Somut olayda; davalılar ... ve ... adına çıkartılan tebligatların "muhatabın yazılı adresine gidildi.Adreste ikamet etmesine rağmen yazılı adresin o an kapalı olması nedeniyle komşusu ....(isim vermediğinden) ‘ dan soruldu.Muhatabın nerede olduğu bilmediğini beyan edip imzadan imtina etti.Evrak .... mahalle muhtarlığına tebliğ edilerek 2 no’lu haber kağıdı muhatabın adresinin kapısına yapıştırıldı.Komşusu ....( ad soyad yazılmamış ) haber verildi.Komşusu imzadan imtina etti.’’ kaydı ile tebliğ edildiği, bu davalılara yapılan tebligatlarda; gerek beyanda bulunan ve gerekse haber verilen komşunun isminin tespit ve tevsik edilmediği, bir diğer ifadeyle, beyan sahibi ile haber verildiği bildirilen komşunun açık kimliğinin ne olduğunun tebliğ mazbatasında açıklanmadığı anlaşılmaktadır.
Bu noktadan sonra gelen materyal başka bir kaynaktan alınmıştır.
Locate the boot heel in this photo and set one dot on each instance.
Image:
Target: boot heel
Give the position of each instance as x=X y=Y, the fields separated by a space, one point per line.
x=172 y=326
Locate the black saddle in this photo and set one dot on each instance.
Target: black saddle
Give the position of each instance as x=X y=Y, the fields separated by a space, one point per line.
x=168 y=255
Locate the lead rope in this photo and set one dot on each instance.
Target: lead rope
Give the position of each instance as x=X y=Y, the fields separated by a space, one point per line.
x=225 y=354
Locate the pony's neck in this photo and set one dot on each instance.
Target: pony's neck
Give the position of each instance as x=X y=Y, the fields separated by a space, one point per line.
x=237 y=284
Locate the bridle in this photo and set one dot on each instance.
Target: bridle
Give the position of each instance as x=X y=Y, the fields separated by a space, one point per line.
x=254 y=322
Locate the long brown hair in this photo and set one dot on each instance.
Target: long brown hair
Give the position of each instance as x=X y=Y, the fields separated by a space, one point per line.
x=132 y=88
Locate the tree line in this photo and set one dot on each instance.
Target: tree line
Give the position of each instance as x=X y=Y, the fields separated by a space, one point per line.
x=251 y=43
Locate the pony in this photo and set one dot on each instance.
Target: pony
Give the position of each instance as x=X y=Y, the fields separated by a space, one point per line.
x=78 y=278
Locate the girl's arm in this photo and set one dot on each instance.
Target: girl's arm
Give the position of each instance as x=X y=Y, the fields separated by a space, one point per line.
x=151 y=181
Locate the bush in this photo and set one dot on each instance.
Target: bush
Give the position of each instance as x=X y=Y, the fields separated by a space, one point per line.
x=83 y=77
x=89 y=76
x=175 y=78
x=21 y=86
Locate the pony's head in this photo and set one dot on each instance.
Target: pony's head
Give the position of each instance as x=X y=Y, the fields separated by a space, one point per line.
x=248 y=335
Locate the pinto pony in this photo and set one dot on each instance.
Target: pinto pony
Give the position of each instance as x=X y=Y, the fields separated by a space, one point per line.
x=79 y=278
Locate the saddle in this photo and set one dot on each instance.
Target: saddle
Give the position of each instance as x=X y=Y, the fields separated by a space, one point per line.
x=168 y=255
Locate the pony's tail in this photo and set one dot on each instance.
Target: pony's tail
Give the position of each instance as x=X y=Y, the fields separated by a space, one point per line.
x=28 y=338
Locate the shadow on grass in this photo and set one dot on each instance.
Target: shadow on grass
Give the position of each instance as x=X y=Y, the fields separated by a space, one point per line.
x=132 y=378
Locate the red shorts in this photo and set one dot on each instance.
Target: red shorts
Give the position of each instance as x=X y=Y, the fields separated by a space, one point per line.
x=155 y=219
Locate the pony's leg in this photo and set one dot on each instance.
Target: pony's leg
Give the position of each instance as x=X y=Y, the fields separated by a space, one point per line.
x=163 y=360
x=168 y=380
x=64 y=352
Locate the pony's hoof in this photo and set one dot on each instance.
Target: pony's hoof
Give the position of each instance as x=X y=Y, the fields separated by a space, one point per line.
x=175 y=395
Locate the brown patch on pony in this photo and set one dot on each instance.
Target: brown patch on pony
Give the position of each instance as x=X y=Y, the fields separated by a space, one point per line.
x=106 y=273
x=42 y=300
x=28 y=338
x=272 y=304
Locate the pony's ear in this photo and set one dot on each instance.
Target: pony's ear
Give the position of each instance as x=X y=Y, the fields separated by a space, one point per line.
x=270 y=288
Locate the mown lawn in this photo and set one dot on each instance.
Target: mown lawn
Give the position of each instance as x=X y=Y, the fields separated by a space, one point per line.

Bu haliyle tebliğ işleminin, Tebligat Kanunu"nun 21/1. maddesi ile Tebligat Kanununun Uygulanmasına Dair Yönetmeliğin 30/1. ve 31/1-c maddeleri koşullarına göre usulüne uygun yapıldığını söyleyebilme olanağı yoktur.
Bu itibarla, davalılar ... ve ..."a yapılan tebligatlar usulsüz olduğundan, bu davalılara dava dilekçesi ve eklerinin usulüne uygun şekilde tebliği sağlanmak suretiyle sonucuna uygun hüküm tesisi gerekirken, yanılgılı değerlendirme ile yazılı şekilde hüküm tesisi doğru görülmemiştir.
3-Bozma nedenine göre, davalılar ... ve ...’ın diğer temyiz itirazlarının bu aşamada incelenmesine gerek görülmemiştir.
SONUÇ:Yukarda (1) nolu bentte açıklanan nedenlerle davacının tüm temyiz itirazlarının REDDİNE, (2) nolu bentte açıklanan nedenlerle hükmün davalılar ... ve ... yararına BOZULMASINA, (3) nolu bentte açıklanan nedenlerle davalılar ... ve ...’ın diğer temyiz itirazlarının bu aşamada incelenmesine yer olmadığına, 4,90 TL bakiye temyiz harcının davacıya yükletilmesine, peşin alınan temyiz harcının istek halinde temyiz eden davalılar ... ile ..."a iadesine, 6100 sayılı HMK"nın geçici madde 3 atfıyla 1086 sayılı HUMK"nın 440.maddesi gereğince kararın tebliğinden itibaren 15 günlük süre içerisinde karar düzeltme yolu açık olmak üzere, 06/09/2021 tarihinde oy birliği ile karar verildi.